With this goose recipe you can serve it just like it is served in Sweden. The recipe yields more than the plated dish, so you can serve seconds and thirds if you want.
Ingredients 4 servings
3 kg (6.61 pound) goose
50 g (1.76 oz) onions
12 g (0.42 oz) salt
4 g (0.14 oz) white pepper
10 dried prunes
30 g (1.06 oz) wheat flour
300 ml (10.14 fl oz) heavy cream
600 g (21.16 oz) red cabbage
200 g (7.05 oz) apples
60 g (2.12 oz) sugar
6 g (0.21 oz) salt
30 ml (1.01 fl oz) apple cider vinegar
40 g (1.41 oz) butter
Goose and sauce
Heat the oven to 175° C (347 degrees Fahrenheit).
Rinse the goose and put it on a baking tray with high edges.
Peel, core and cut the apples.
Stuff the goose with the salt, white pepper apples and prunes.
Roast the goose in the oven.
After 2,5 hours, start preparing the potatoes and sauce.
When there is too much rendered fat in the baking tray, pour it off into a clean pot. Reserve the fat for deep frying the potatoes in.
Cut the onion into a fine dice and put it into a sauce pot.
Take 2 tbs of the rendered goose fat and add that to the onions.
Fry the onions on medium heat until they are soft.
Add the wheat flour to the sauce pot and fry for 20 seconds.
Add the cream.
Add the apples and prunes from the goose.
Take out the goose and put it on another dish. Test the goose to see if it is ready. The juices should run clear with no pink tint.
Slowly pour off all the rendered fat in the reserved bowl and then sieve all of the rendered fat into a pot. This is the frying fat for the potatoes.
The brown stock in the bottom of the pan goes straight into the sauce.
Pour 500 ml (16.91 fl oz) water into the baking tray the goose was cooked in. Whisk up all the brown stock. Add to the sauce pot and bring to a boil while whisking.
Add salt to taste.
Peel off the outer layers of the cabbage. Stand the cabbage on the root and cut the cabbage in half from the top to bottom. Put the halves cut side down and cut each half into 3 wedges keeping some root on each wedge to hold the layers together. Cut the wedges in small strips on a right angle to the long sides. Rinse the cut cabbage in cold water.
Heat a pan on high heat and add the butter. Put the cabbage in the pan.
Peel and grate the apples, then add them to the pan.
Fry the apples and cabbage for 5 minutes. Add the sugar, salt and apple cider vinegar.
Fry for another 3 minutes and then turn the heat down to low.
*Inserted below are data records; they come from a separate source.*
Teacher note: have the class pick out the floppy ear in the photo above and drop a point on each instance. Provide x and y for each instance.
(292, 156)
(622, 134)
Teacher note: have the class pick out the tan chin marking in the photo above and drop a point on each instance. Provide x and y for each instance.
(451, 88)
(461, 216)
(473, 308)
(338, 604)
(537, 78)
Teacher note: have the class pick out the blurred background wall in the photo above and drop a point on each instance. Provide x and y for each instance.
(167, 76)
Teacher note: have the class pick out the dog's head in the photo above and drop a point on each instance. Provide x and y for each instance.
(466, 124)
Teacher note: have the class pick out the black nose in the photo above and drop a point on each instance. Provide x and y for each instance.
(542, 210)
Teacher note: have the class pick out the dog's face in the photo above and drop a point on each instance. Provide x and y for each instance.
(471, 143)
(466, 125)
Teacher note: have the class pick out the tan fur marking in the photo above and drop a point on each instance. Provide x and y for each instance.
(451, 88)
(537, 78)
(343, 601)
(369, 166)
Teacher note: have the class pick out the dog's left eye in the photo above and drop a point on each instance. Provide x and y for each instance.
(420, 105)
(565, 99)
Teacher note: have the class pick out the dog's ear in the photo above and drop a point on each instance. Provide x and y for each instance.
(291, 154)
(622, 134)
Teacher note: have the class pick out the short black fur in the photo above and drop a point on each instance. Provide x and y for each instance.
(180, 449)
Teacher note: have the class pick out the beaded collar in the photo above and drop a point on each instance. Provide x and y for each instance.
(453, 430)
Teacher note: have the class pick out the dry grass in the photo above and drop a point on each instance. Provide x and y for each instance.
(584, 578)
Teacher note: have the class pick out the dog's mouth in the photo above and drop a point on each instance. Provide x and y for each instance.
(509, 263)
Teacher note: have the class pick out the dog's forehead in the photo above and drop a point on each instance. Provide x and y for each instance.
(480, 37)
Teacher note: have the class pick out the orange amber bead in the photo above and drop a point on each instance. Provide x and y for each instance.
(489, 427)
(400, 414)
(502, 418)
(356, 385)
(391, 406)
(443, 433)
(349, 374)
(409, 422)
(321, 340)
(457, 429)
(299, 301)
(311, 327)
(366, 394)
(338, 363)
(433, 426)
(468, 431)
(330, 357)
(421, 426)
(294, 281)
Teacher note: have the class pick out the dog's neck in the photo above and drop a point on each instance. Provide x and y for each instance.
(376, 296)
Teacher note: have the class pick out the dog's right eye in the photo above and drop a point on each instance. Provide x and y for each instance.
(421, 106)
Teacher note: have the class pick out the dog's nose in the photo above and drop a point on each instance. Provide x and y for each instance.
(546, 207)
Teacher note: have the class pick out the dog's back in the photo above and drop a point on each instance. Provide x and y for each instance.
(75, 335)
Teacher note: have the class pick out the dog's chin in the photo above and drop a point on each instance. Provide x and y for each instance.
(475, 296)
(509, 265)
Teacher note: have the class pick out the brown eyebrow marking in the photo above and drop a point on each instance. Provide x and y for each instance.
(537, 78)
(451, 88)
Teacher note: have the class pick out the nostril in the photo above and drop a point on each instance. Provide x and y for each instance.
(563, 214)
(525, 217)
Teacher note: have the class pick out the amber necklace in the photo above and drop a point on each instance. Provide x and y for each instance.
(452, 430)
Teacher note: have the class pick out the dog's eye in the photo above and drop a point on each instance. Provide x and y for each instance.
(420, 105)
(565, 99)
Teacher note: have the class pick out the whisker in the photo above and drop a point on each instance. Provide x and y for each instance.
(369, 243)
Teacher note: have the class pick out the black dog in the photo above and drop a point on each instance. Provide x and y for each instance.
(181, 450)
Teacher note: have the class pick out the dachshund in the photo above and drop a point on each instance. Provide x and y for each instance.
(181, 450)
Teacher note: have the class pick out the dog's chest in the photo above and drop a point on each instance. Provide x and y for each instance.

Let the cabbage cook for another 5-10 minutes until softened.
Deep fry 1kg (2.2 pound) cold potato wedges in the goose fat on 175° C (347 degrees Fahrenheit) until golden brown.
Boil the peas for 5 minutes. Drain them and put them in a food processor. Process until smooth. Pass the peas through a sieve. Salt to taste and then transfer the puree to a piping bag.
Put some red cabbage on the plate. Smear sauce around the cabbage and pipe pea dollops around the sauce. Cut the goose and arrange it over the cabbage. Top with potatoes and serve.